A APROVAÇÃO DA PEC PREVIDENCIÁRIA, MAIS SOBRE LULA EM CURITIBA, A VISÃO BITOLADA DO PRESIDENTE DA REPÚBLICA


A votação em segundo turno da reforma da Previdência foi eclipsada pelo decisão da juíza federal Carolina Lebbos, que, na última quarta-feira, a pedido da PF, determinou a transferência de Lula para "um presídio em São Paulo" (detalhes na postagem anterior). Mas o fato é que no final da noite da mesma quarta-feira, após quase mais de nove horas de debates, a Câmara rejeitou os oito destaques apresentados pela oposição, que buscavam retirar alguns pontos do texto aprovado na madrugada anterior. O presidente da Casa, Rodrigo Bolinha Maia (ou Botafogo, como o deputado figurava nas planilhas do departamento de propinas da Odebrecht), agradeceu aos partidos aliados e disse que aprovação do texto foi consequência de um "trabalho coletivo" — e com toda razão: se dependesse de Bolsonaro... Enfim, o texto seguirá para o Senado, onde deve começar a tramitar na próxima semana e, se tudo correr bem, ser aprovado em dois turnos antes do final de outubro.

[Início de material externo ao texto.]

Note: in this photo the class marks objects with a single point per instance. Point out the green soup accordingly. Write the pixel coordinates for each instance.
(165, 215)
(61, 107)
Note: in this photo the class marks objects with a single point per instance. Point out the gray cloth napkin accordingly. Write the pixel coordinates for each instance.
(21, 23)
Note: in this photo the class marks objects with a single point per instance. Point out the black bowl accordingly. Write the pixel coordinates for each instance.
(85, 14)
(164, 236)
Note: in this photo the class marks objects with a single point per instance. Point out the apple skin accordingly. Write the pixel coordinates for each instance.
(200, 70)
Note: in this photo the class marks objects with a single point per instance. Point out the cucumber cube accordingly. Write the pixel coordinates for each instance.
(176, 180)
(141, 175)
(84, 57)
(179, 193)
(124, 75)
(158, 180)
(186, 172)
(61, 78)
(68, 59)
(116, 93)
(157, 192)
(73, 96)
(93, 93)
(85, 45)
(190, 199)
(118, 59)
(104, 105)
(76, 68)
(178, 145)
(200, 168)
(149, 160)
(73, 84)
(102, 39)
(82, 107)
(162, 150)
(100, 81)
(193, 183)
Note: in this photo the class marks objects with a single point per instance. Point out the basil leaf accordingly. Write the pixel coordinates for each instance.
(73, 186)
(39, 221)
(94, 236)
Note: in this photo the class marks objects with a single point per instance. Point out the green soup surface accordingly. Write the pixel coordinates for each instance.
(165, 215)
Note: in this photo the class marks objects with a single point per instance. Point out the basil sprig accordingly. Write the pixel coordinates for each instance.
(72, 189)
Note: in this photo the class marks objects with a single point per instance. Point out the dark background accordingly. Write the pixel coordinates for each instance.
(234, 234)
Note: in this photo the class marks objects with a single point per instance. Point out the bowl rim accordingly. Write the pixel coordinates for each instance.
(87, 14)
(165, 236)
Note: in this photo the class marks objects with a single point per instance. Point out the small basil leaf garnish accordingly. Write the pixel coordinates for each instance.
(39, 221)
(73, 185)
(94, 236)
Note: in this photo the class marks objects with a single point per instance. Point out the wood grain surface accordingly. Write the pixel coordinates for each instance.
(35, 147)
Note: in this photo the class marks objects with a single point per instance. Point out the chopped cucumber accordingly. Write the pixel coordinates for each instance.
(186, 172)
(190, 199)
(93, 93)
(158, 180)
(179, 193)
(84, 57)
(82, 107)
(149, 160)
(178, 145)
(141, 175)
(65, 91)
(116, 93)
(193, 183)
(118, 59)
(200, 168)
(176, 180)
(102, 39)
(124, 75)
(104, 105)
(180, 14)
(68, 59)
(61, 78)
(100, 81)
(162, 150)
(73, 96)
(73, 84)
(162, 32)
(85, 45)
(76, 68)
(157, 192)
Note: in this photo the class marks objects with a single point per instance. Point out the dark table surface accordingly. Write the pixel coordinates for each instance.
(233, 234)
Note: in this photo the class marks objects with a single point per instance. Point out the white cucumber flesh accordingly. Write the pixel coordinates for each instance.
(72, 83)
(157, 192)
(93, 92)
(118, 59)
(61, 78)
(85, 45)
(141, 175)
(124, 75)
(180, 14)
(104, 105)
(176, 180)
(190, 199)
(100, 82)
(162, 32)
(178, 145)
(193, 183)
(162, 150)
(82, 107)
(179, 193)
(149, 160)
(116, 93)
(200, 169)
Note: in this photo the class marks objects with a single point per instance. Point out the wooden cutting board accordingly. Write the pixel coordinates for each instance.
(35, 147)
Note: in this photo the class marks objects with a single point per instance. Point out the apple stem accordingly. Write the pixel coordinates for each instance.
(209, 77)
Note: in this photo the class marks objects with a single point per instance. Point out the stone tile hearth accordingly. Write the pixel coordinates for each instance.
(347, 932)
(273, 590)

O mercado financeiro reagiu de forma positiva à aprovação do texto e à rejeição dos destaques. O índice Bovespa se recuperou da queda da última terça-feira e iniciou a quinta em alta (no momento em que estou concluindo este posts, o B3 está em alta de 1,25%, a mais de 104 mil pontos). Vale lembrar que a instabilidade do mercado se deveu em grande medida à guerra fiscal entre EUA e China, mas, durante a madrugada de ontem, o governo chinês anunciou dados surpreendentemente bons para sua balança comercial, com crescimento das exportações na casa dos 3% em julho em relação ao mesmo mês de 2018, ante previsões de uma queda de 2%. Os EUA também ofereceram algum alívio aos investidores, já que o presidente do Federal Reserve de Chicago sinalizou a possibilidade de um novo corte na taxa de juros norte-americana, após a redução anunciada na semana passada.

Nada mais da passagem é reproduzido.